Connecting Processors
Connecting Processors
Each Processor has a defined set of "Relationships" that can be used to send data. When the Processor finishes handling the FlowFile, it transfers it to one of these Relationships. Allows users to configure how to run FlowFiles based on Processing results. For example, many Processors define two Relationships: success and failure. The user can then configure the data to be routed through a one-way stream if the Processor successfully processes the data and routes the data through the stream in a completely different way if the Processor cannot process the data for some reason. Or, depending on the use case, it might just redirect both relationships to the same route through the stream.
Now that we have added and configured the GetFile processor and applied the configuration, we can see in the upper left corner of the Processor an Alert icon () which indicates that the Processor is not in a valid state. Hovering over this icon, we see that a successful relationship has not yet been determined. This means that we have not told what to do with the data transferred by the Processor to a successful connection.
We can now send the output from the GetFile Processor to the PutFile Processor.
Hover over GetFile Processor with a mouse, and Connection Icon () will appear in the middle of the Processor. We can drag this icon from GetFile Processor to PutFile Processor. This gives us a dialogue to choose which relationship we want to include for this connection. Since GetFile has only one association, success, it is automatically selected. Clicking on the Settings tab provides several options to configure
How should this connection behave:
We can name it Connection if we want. Otherwise, the Connection name will be based on the selected relationship.
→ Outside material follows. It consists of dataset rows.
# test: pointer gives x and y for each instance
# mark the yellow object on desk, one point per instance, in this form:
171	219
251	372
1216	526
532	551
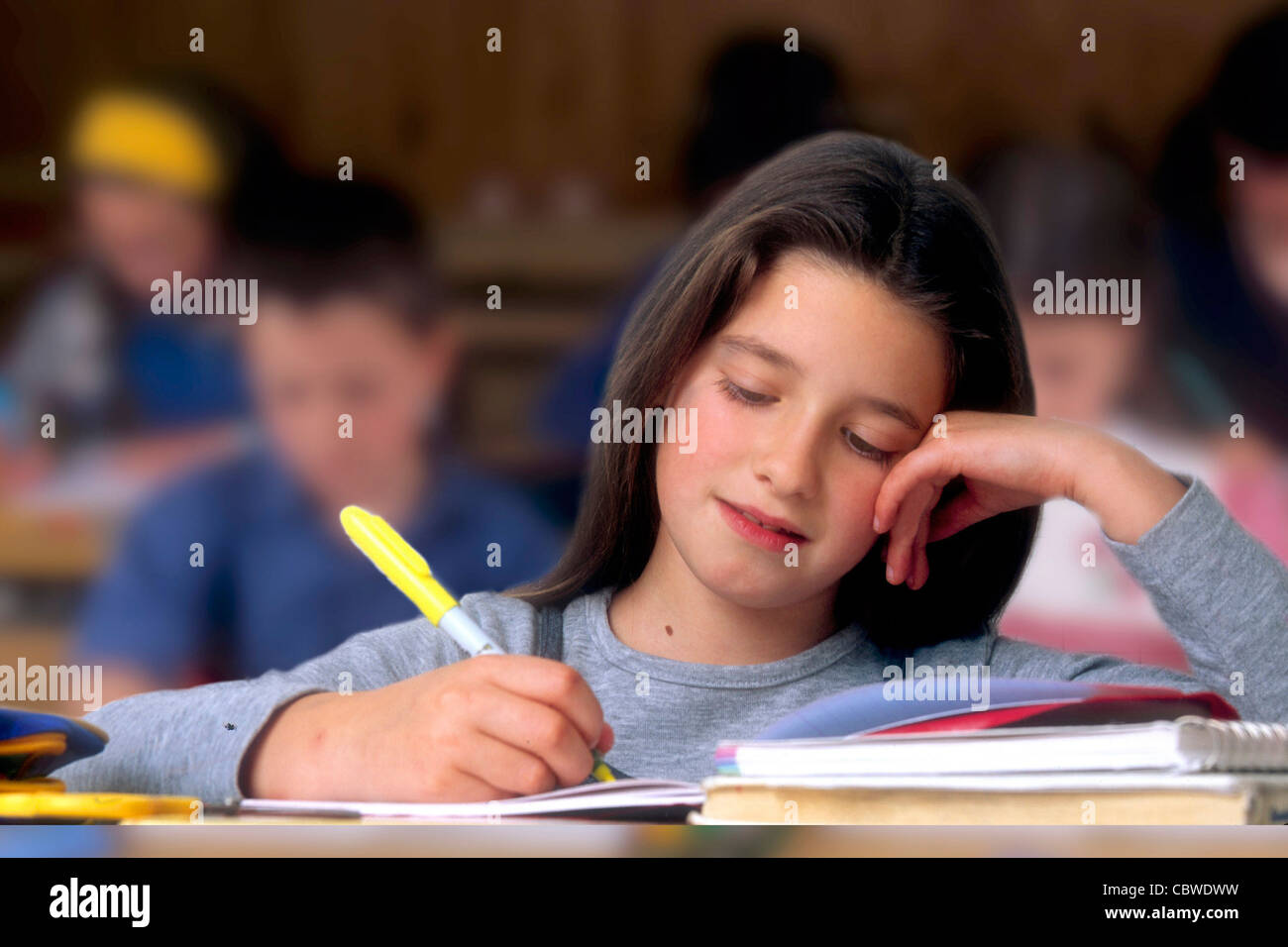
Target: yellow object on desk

We can also set an expiration for the data. By default, it is set to "0 seconds", which indicates that data should not be expired. However, we can change the value so that when the data in this Connection reaches a certain age, it will be automatically deleted (and the appropriate EXPIRE Provenance event will be created).
The backpressure threshold allows us to determine how full the queue is allowed before the source Processor is no longer scheduled to run. This will enable us to handle cases where one Processor can generate data faster than the next Processor capable of consuming that data. Suppose backpressure is configured for every connection along the way, the Processor that brought data into the system will eventually experience backpressure and stop bringing in new data so the system can recover.
Finally, we have priorities on the right side. This allows us to control how the data in this queue is sorted. We can drag Priority from the "Available prioritizers" list to the "Selected prioritizer" list to enable priority. If multiple priorities are enabled, they will be evaluated in such a way that the first listed Priority will be evaluated first and if two FlowFiles are defined equal according to that Priority, the second Priority will be used.
We can simply click Add to add Connections to our graph. We will now see that the Alert icon has changed to a Stop icon (). However, the PutFile listener is now invalid because the success and failure relationship is not yet connected anywhere. Let's address this by signaling that the data routed for success by PutFile should be "Automatically Terminated Relationship," meaning that NiFi should consider FlowFile processing complete and "discard" the data. To do this, we configure the PutFile Processor. On the Settings tab, on the right, we can check the boxes next to success and failure Relationship to Auto Terminate data. Clicking OK will close the dialogue and show that both Processors are now stopped.